L’ennemi numéro un d’Internet, c’est assurément la peur. Un nouvel exemple provient de ce titre choc du Observer selon lequel "New data theft scandal rocks subcontinent’s call centres". Il est vrai que la standardiste [1] indienne, « voleuse de job », remplit bien ce rôle de « générateur de craintes » : et la « standardiste indienne » est pour les nords-américains ce que le « plombier polonais » est pour les européens de l’ouest. Dans le cas qui nous intéresse, c’est loin, c’est méconnu, et maintenant, ça vole nos données personnelles.

L’article est un tantinet irritant car, l’auteur l’avoue, aucune preuve n’est encore disponible :

Although nobody has yet been found guilty of wrongdoing, the affair will raise fears about cyber crime and data protection in India.

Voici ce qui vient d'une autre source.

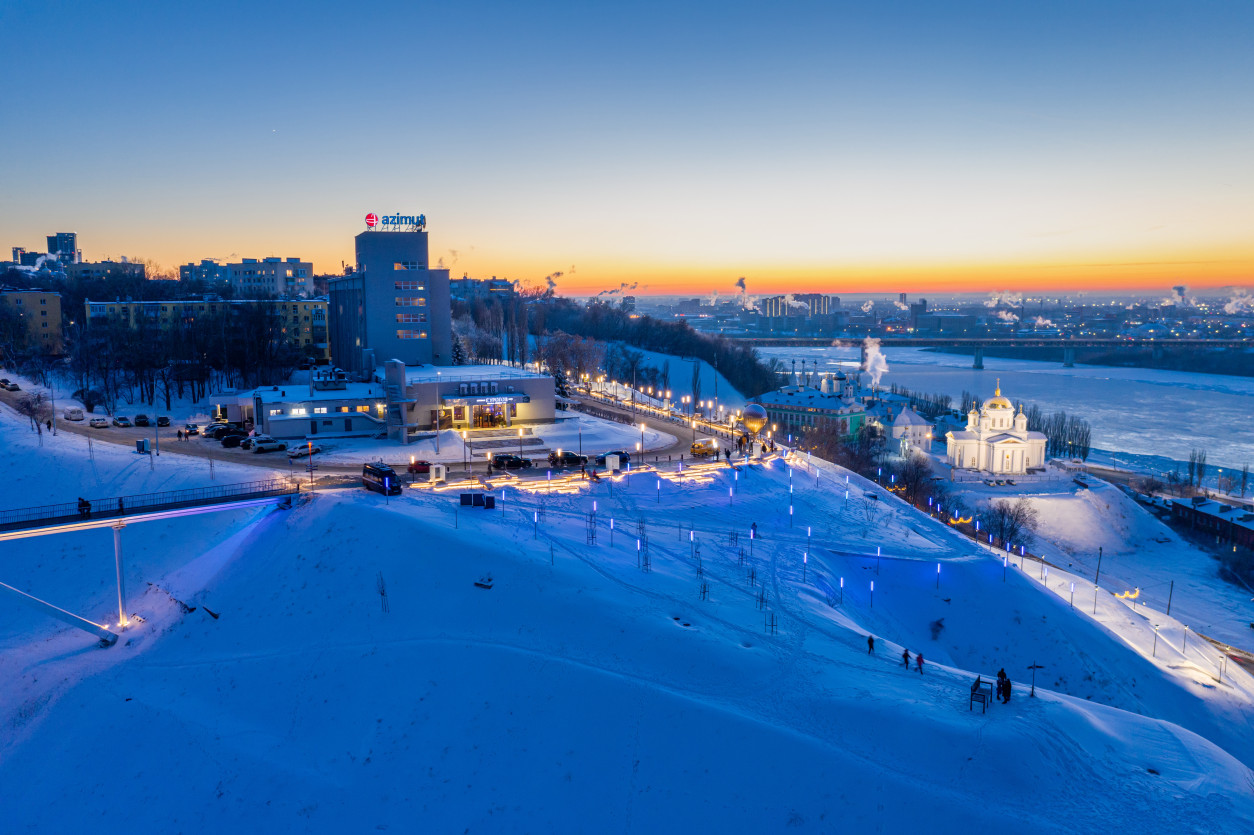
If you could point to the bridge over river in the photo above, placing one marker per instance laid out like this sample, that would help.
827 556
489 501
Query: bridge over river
978 344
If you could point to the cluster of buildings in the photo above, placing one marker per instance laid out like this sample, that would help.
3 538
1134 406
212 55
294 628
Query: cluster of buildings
391 374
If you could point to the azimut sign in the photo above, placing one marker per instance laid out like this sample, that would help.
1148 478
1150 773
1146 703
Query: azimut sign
396 221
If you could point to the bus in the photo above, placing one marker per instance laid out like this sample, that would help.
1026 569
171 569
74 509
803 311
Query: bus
380 477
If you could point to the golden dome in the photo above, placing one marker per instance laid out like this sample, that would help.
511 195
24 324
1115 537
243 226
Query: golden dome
997 400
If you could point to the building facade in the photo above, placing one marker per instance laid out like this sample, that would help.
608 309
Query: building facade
393 307
996 440
304 320
794 410
40 311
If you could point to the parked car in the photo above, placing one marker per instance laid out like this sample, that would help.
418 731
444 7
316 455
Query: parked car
381 478
566 458
704 446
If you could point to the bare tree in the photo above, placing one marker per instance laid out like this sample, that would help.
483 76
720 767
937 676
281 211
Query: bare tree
1012 522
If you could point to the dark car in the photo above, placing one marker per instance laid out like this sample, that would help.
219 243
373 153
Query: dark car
381 478
564 458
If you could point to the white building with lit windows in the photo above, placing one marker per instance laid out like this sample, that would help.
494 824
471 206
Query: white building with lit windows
996 440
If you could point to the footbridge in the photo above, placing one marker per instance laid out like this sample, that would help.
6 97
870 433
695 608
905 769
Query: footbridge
119 512
978 344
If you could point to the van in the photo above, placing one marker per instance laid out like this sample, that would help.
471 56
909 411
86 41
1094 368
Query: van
705 446
381 478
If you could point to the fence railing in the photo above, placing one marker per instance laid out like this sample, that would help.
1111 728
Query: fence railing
128 505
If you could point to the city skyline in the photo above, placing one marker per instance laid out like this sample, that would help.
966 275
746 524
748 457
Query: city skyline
808 148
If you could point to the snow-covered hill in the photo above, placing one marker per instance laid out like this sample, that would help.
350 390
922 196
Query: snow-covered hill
584 693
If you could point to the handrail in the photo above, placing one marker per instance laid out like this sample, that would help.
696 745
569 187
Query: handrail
122 507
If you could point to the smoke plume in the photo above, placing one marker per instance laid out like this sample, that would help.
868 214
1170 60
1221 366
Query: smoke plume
877 364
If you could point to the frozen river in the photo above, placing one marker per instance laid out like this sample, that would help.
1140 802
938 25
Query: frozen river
1145 416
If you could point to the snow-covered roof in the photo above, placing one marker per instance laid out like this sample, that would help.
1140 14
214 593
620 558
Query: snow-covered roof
458 372
911 418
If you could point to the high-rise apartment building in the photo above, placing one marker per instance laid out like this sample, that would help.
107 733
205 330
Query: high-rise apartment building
393 307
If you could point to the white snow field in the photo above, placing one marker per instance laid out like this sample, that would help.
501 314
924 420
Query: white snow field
1140 556
581 693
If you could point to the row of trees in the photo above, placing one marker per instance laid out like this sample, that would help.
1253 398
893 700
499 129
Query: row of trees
110 361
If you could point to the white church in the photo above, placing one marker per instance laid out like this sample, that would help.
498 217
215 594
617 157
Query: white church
996 440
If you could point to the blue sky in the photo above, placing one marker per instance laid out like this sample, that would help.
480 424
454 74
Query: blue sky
680 144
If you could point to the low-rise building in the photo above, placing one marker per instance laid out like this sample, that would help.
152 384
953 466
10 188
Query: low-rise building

Certes, dit-il, il y a eut, semble-t-il encore, des précédents : un plus tôt cette année et un autre l’an dernier. Mais comment pourrait-il en être autrement ; il existe des dizaines de cas (pour ne pas dire des centaines), juste chez nous au Canada, et ce, sans compter ceux qui concernent les États-Unis où l’on ne peut, comme en Inde, rien faire.

Rappelez-vous en novembre dernier l’incapacité déclarée par le Commissariat à la protection de la vie privée du Canada de contrer les activités, ayant pourtant « pignon sur Web » du site Abika. Ce site émettait en effet des rapports d’antécédents et même des rapports psychologiques avec de l’information ramassée l’on ne sait où. Et il semble en émettre encore...

Bien sûr, et sans être un expert de droit indien de la vie privée, une simple recherche dans votre moteur de recherche favori semble clairement montrer que ce domaine du droit n’est pas une priorité démesurément prioritaire de l’État indien. On évoque une volonté déclarée de durcir le droit ; pourtant, au meilleur de notre connaissance, rien n’a encore vu le jour.

Ce que ne dit également pas le journaliste du Observer c’est que les occidentaux qui transmettent des renseignements personnels à des tiers indiens pour les traiter doivent s’assurer que ces derniers respectent un niveau adéquat de sécurité. C’est vrai au Québec, notamment avec la Loi sur la protection des renseignements personnels dans le secteur privé qui dispose à son article 17 :

« La personne qui exploite une entreprise au Québec et qui communique à l’extérieur du Québec des renseignements relatifs à des personnes résidant au Québec ou qui confie à une personne à l’extérieur du Québec la tâche de détenir, d’utiliser ou de communiquer pour son compte de tels renseignements doit prendre tous les moyens raisonnables pour s’assurer :

1° que les renseignements ne seront pas utilisés à des fins non pertinentes à l’objet du dossier ni communiqués à des tiers sans le consentement des personnes concernées sauf dans des cas similaires à ceux prévus par les articles 18 et 23 ;

2° dans le cas de listes nominatives, que les personnes concernées aient une occasion valable de refuser l’utilisation des renseignements personnels les concernant à des fins de prospection commerciale ou philanthropique et de faire retrancher, le cas échéant, ces renseignements de la liste. »

C’est également vrai au regard de la Loi canadienne sur la protection des renseignements personnels et les documents électroniques qui, dans son annexe 1, prévoit à l’article 4.1.3. :

« Une organisation est responsable des renseignements personnels qu’elle a en sa possession ou sous sa garde, y compris les renseignements confiés à une tierce partie aux fins de traitement. L’organisation doit, par voie contractuelle ou autre, fournir un degré comparable de protection aux renseignements qui sont en cours de traitement par une tierce partie. »

Disons que ce ne me paraît pas être la meilleure illustration des problèmes liés aux délocalisations...

[1] quitte à être manichéiste, autant que ce soit une femme.